Keller: Dafür können Sie einfach mal die Hand öffnen und die fünf Finger betrachten. Jeden dieser fünf Finger können wir kurz beschreiben. Und zwar beschreiben wir den Daumen mit Schlaf, den Zeigefinger mit Bewegung, den Mittelfinger mit Sinn und Spiritualität, den Ringfinger mit Beziehung und Beziehungen und schließlich den kleinen Finger mit Arbeit und Tätigkeit.
Siehe da, wenn ich oft in den Gesprächen frage: Was ist denn bei Ihnen gerade ganz oben auf Platz eins? Dann sagen viele: Ich bin ganz engagiert, ich bin ganz viel in der Arbeit, ich engagiere mich im Ehrenamt usw. und so fort. In dieser Aufzählung an einer Hand ist alles gleich wichtig, aber wichtig ist, dass es mit dem beginnt, was wir notwendigerweise zum Leben brauchen, nämlich den Schlaf. Wenn wir nicht schlafen, können wir uns nicht bewegen. Wenn wir uns nicht bewegen, können wir nicht wirklich Beziehungen und Sinn finden. Wenn wir keine sinnvolle Wirklichkeit erfahren und keine Beziehungen, in denen wir uns als Menschen begegnen, werden wir auch in der Tätigkeit, in der Arbeit, im Ehrenamt, ja, wofür eigentlich da sein?
Wir werden gewissermaßen schlaflos, nicht wach und oft auch nicht hörend in der Begegnung miteinander das Leben verbringen. Wir werden aber nicht wirklich den Himmel auf Erden aufbauen.
Himmelklar: Jetzt steht Weihnachten kurz bevor, was wünschen Sie sich denn für die Menschen zu Weihnachten?
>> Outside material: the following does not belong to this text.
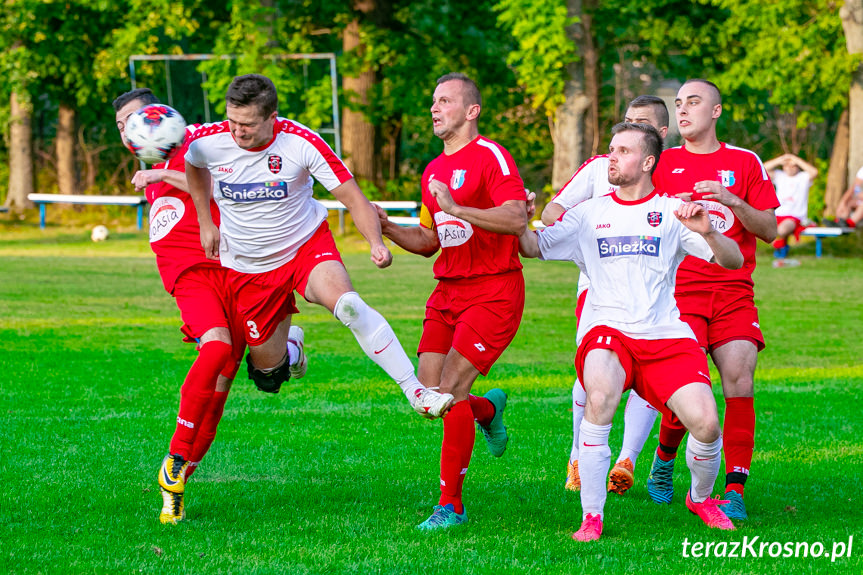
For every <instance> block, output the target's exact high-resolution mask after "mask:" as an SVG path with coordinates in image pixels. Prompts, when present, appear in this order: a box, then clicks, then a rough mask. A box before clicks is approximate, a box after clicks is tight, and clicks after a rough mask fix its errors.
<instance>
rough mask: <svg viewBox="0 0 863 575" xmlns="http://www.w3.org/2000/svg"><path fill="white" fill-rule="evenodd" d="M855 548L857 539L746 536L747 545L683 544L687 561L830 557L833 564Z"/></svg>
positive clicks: (691, 541)
mask: <svg viewBox="0 0 863 575" xmlns="http://www.w3.org/2000/svg"><path fill="white" fill-rule="evenodd" d="M853 546H854V536H853V535H851V536H849V537H848V541H847V542H846V541H834V542H833V543H827V544H825V543H821V542H820V541H815V542H812V543H808V542H805V541H800V542H794V541H787V542H785V543H781V542H779V541H762V540H761V538H760V537H759V536H758V535H756V536H755V537H749V536H748V535H747V536H744V537H743V541H707V542H702V541H694V542H693V541H690V540H689V538H688V537H687V538H686V539H684V540H683V556H684V557H687V558H688V557H697V558H707V557H724V558H730V559H735V558H744V557H814V558H818V557H825V558H827V557H829V558H830V561H831V562H833V561H836V560H837V559H841V558H842V557H851V549H852V548H853Z"/></svg>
Keller: Tatsächlich Frieden. Ich bin in diesem Jahr in einem Konzert von Michael Patrick Kelly gewesen. Der hat die sogenannte "Peace Ball" bei seinen Konzerten dabei. Diese "Peace Bell" schlägt er mitten im Konzert als eine Schweigeminute für den Frieden. Und genau das ist ja Weihnachten im Kern – eine heilige, eine stille Nacht.
Diese Stille vermissen wir zu oft und jagen ihr ja sogar nach. Und wenn wir rennen, wenn wir schnell sind, werden wir ganz gewiss nicht die Stille finden, geschweige denn den Frieden. Deswegen Frieden. Das ist ja das, was uns der Knabe im lockigen Haar im Kern verspricht und uns auch als Friedensbringer schenken will.
Himmelklar: Nun würde ich gerne noch auf ein spannendes Projekt des Goldschmieds Malte Meinck zu sprechen kommen, in das Sie involviert sind. Da wurden Schmuckstücke in Form von Kreuzen hergestellt. Und sie haben die Form der Kreuze auf der katholischen und der evangelischen Kirche in Bad Kissingen. Und Sie beziehen diese Kreuze in Ihre Arbeit als Seelsorger mit ein, wie machen Sie das?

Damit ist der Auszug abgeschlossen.